Esse é um dos grandes lances desse livro, sacudir as certezas impostas em nós
sobre as nossas exclusividades sexuais, como se preferir certas práticas
anulassem outras tantas possibilidades prazerosas, que nem por isso maculariam
o todo de nossas predileções. É um convite a clandestinidade, mas sem
necessariamente incutir o rótulo de criminoso. Apenas pessoas aventureiras
dispostas a se permitir deleitar-se, ignorando o julgo da moral.
Por mais proibições que
se criem em torno do sexo, nada é capaz de domar a natureza humana nesse
sentido. É este instinto natural de copular que nos aproxima da face
animalesca, justamente aquela tolhida por tantas e tantas instâncias culturais
voltadas a higienizar nosso prazer. Porém, a bem da verdade, todas as
tentativas se mostraram falhas, incapazes de reverter esse anseio humano pelo
prazer sexual. O que ocorre é elaborar perfis humanos fracassados em suas
práticas sexuais, frustrados em casulos de moralidade incapazes de proteger
quem quer que seja.

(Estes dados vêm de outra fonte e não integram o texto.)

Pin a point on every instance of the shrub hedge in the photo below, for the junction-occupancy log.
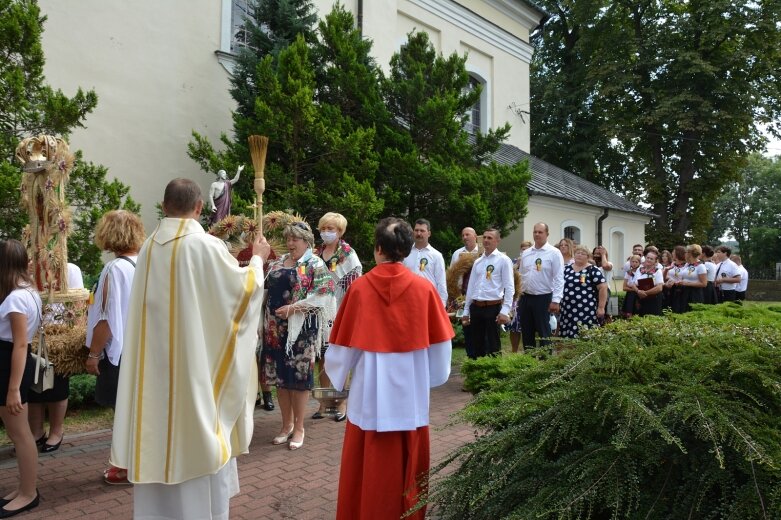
(652, 418)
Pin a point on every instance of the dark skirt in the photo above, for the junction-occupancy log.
(106, 383)
(6, 350)
(59, 392)
(709, 294)
(650, 305)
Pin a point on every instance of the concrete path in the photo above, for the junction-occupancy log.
(275, 483)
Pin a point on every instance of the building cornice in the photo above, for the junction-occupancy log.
(521, 12)
(478, 27)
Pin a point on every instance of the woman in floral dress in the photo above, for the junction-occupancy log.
(585, 295)
(344, 267)
(300, 304)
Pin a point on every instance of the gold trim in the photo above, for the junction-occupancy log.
(172, 350)
(141, 361)
(228, 355)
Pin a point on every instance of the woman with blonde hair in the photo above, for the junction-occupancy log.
(119, 232)
(301, 304)
(344, 267)
(20, 317)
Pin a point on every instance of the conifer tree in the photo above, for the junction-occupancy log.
(430, 165)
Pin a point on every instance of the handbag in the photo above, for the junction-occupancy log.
(44, 369)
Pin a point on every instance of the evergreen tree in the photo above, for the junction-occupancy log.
(430, 166)
(31, 107)
(344, 138)
(657, 100)
(91, 195)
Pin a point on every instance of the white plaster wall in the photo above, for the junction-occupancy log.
(153, 67)
(387, 24)
(559, 213)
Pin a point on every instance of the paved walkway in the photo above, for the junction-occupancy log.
(275, 483)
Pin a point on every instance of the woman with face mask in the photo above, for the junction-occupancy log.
(343, 265)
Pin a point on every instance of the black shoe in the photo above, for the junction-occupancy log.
(48, 448)
(5, 513)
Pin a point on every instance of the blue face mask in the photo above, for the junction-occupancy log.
(328, 237)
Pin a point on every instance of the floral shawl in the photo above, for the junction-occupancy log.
(313, 298)
(343, 266)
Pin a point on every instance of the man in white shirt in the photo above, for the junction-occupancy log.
(489, 295)
(727, 275)
(542, 279)
(426, 261)
(638, 250)
(469, 237)
(740, 290)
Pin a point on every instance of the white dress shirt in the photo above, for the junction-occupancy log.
(429, 263)
(491, 279)
(542, 272)
(389, 391)
(743, 284)
(727, 269)
(461, 250)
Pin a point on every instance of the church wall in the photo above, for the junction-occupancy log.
(620, 230)
(157, 79)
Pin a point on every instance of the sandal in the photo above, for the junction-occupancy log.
(115, 476)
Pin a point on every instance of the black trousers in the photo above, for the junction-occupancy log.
(485, 330)
(535, 318)
(468, 342)
(727, 296)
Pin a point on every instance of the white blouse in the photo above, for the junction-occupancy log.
(389, 391)
(24, 301)
(117, 276)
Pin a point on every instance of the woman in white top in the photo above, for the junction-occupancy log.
(120, 232)
(649, 282)
(54, 401)
(709, 293)
(20, 311)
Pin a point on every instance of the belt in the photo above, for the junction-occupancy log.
(486, 303)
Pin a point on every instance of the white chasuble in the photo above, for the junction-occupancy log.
(188, 378)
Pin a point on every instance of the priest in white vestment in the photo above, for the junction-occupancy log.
(188, 381)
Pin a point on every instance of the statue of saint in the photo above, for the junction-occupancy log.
(220, 195)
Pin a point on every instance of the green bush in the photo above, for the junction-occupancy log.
(82, 388)
(669, 417)
(483, 372)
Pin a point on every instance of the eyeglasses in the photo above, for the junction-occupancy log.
(301, 225)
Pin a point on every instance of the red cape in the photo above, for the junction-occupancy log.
(390, 309)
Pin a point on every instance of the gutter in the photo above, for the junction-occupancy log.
(599, 226)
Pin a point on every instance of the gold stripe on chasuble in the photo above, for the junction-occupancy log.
(139, 403)
(172, 351)
(227, 357)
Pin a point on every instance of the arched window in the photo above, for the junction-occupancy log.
(474, 121)
(573, 233)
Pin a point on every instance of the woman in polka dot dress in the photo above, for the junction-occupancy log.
(585, 295)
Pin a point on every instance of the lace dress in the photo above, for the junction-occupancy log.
(293, 371)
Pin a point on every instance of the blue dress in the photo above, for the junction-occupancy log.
(296, 370)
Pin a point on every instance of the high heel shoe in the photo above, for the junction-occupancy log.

Seres indefesos em suas teorias regulatórias sobre como o
sexo deve ser realizado, desperdiçando tempo com censuras incontestavelmente
inúteis. Então, politicamente, este livro é um convite à luxúria trancafiada,
porém, nunca eternamente aprisionada, em cada um de nós, não como pecado
capital, dentro da áurea negativa que se criou, mas como prática humana
emergencial, a qual eliminaria por completo diversos preconceitos sexuais que aglomeram
as nossas vidas de limitações, restritas ao campo da tese, não da prática.
Mais que provocativo, A
Casa dos Budas Ditosos é uma pequena amostra de uma vida sexual levada ao
limite, ao passo que do outro lado - talvez escandalizados pelos relatos
indiscutivelmente perturbadores aos olhos mais puritanos de quem foi educado a fazer
o sexo equacional papai e/mais mamãe - há leitores malogrados em suas vidinhas
sexuais insossas; ora desejosos de protagonizar aquelas páginas, ora
demonizando-as hipocritamente. Há também aqueles representados pela narrativa.
Faço parte sutilmente desse time. Mesmo me considerando na vanguarda desse
tema, cheguei a subestimar a obra antes de lê-la em completude. Atitudes
arbitrárias como essas são típicas de quem se vê a frente do sexo, quando nesse
território, somos todos amadores. Quem dita as regras é o prazer. O Que há são
participantes um pouco mais permissivos que outros. Autodidatas, talvez, mas
sempre inexperientes. Seja qual for o perfil do leitor, a obra é um tratado
educacional sobre sexo sem necessariamente se prestar a este serviço. Nos causa
sensações diversas, mas nenhuma inverdade há naquelas histórias, por mais
inventadas que fossem. Apenas as nossas vaidades, limitações e carências em
sofreguidão, clamando para serem saciadas.